The research finds that 23% of HTML attachments are malicious—making them the most weaponized text file type—and as many as 20% of organizations experienced at least one attempted or successful account takeover (ATO) incident per month.
Other highlights from the research:
- 68% of malicious PDF attachments and 83% of malicious Microsoft documents contain QR codes designed to take users to phishing websites.
- Bitcoin sextortion scams account for 12% of malicious PDF attachments.
- 47% of email domains do not have Domain-based Message Authentication, Reporting and Conformance (DMARC) configured to protect against unauthorized use, including spoofing and impersonation attacks.
- 24% of email messages overall are now malicious or unwanted spam.
Barracuda gathered its data during February 2025, analyzing nearly 670 million malicious spam or unwanted email.
Most of the C-Suite Is Not Prepared for AI-Powered Threats
Organizations are excited about the transformative potential of AI, but 29% of executives are not prepared for AI-powered threats, despite nearly half (42%) believing they will happen. That’s according to new research from LevelBlue.
LevelBlue’s 2025 Futures Report: Cyber Resilience and Business Impact also finds that only about one-third (32%) of respondents believe their organization is prepared for deepfake attacks, even though 44% are expecting them. As AI-powered technologies make attacks more sophisticated, 59% of executives say that it is becoming more difficult for employees to identify real threats.
“In 2025, AI is forcing organizations to pivot once again,” said Theresa Lanowitz, chief evangelist of LevelBlue. “Our research shows that leaders are becoming more aware of the threats they face, and elevating cyber resilience measures accordingly. However, they still underestimate the potential risk of AI-powered cyberattacks and have extensive work ahead to properly prepare and protect themselves.”

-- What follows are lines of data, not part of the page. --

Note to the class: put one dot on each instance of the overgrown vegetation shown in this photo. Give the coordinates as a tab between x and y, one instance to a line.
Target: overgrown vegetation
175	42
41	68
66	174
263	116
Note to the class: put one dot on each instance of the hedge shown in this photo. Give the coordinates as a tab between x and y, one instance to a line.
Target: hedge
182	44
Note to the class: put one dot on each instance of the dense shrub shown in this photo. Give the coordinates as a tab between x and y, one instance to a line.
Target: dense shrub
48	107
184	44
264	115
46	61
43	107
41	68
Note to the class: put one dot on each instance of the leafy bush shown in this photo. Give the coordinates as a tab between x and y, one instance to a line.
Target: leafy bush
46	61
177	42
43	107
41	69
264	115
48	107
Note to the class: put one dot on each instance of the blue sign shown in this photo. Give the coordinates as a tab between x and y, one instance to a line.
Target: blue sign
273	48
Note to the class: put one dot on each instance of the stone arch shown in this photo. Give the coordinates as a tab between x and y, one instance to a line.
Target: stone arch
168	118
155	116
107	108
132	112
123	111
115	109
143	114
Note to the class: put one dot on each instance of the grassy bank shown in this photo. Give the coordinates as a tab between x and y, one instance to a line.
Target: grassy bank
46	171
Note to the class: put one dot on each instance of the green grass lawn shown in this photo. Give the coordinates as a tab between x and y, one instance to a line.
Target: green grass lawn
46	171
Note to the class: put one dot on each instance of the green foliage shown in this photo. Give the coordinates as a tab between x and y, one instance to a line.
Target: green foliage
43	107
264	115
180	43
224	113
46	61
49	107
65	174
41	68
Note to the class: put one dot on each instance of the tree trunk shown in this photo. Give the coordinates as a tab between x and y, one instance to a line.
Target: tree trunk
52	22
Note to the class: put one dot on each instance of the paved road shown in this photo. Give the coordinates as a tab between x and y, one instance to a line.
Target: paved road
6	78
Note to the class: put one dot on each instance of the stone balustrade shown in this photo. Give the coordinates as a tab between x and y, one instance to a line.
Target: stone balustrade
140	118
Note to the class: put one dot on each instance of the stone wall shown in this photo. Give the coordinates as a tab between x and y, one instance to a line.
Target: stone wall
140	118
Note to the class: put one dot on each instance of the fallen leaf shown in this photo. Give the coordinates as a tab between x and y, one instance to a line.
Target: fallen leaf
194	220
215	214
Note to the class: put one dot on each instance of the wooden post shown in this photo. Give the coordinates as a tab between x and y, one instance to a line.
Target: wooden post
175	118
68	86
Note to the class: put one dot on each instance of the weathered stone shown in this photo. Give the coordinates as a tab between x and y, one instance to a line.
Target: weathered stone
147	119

There is some good news, though. According to the research, 45% of executives say that cyber resilience is recognized as a whole company priority rather than simply a cybersecurity issue—up from 27% last year.

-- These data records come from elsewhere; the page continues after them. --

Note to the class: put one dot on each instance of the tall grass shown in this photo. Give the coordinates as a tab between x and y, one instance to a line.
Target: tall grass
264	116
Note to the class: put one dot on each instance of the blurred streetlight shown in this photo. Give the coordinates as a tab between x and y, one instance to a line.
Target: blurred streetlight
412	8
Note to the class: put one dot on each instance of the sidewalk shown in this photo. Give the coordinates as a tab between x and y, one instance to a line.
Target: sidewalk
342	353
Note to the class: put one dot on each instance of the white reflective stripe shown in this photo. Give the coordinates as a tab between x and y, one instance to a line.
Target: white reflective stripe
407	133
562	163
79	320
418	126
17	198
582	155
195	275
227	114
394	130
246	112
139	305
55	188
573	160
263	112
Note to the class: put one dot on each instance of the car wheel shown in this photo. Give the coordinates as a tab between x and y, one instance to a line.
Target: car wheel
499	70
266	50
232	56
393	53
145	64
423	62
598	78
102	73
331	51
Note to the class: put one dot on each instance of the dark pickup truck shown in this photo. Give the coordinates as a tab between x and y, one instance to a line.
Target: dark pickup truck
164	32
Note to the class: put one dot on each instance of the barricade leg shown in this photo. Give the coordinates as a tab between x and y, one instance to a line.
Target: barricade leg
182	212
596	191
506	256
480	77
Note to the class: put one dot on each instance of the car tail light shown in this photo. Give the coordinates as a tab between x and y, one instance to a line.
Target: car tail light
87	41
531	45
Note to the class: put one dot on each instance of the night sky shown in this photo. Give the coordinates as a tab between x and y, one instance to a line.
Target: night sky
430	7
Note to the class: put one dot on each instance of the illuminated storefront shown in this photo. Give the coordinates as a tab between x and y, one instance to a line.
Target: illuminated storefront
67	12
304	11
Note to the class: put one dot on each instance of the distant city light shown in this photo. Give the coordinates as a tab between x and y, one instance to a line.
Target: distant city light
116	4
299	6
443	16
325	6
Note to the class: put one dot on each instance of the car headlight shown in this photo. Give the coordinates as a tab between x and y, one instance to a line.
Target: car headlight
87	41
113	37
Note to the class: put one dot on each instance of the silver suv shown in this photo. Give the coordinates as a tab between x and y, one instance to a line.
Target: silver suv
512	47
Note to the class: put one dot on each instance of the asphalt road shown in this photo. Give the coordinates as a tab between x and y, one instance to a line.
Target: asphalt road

Additional key findings include:
- 48% report needing to get better at defending against AI-powered cyber adversaries.
- 41% of organizations say they are experiencing a significantly higher volume of attacks.
- 61% of cyber resilient leaders have allocated a cybersecurity budget to new initiatives from the beginning, compared to 46% overall.
- 53% of cyber resilient organizations are committing significant investment to advanced threat detection.
- 68% say media reports of high-profile breaches have elevated cybersecurity on the C-suite agenda.
The report recommends four steps to best achieve cyber resilience: Push cyber resilience up the organization, embed cybersecurity responsibilities throughout the organization, be proactive (not reactive), and prioritize resilience in the software supply chain.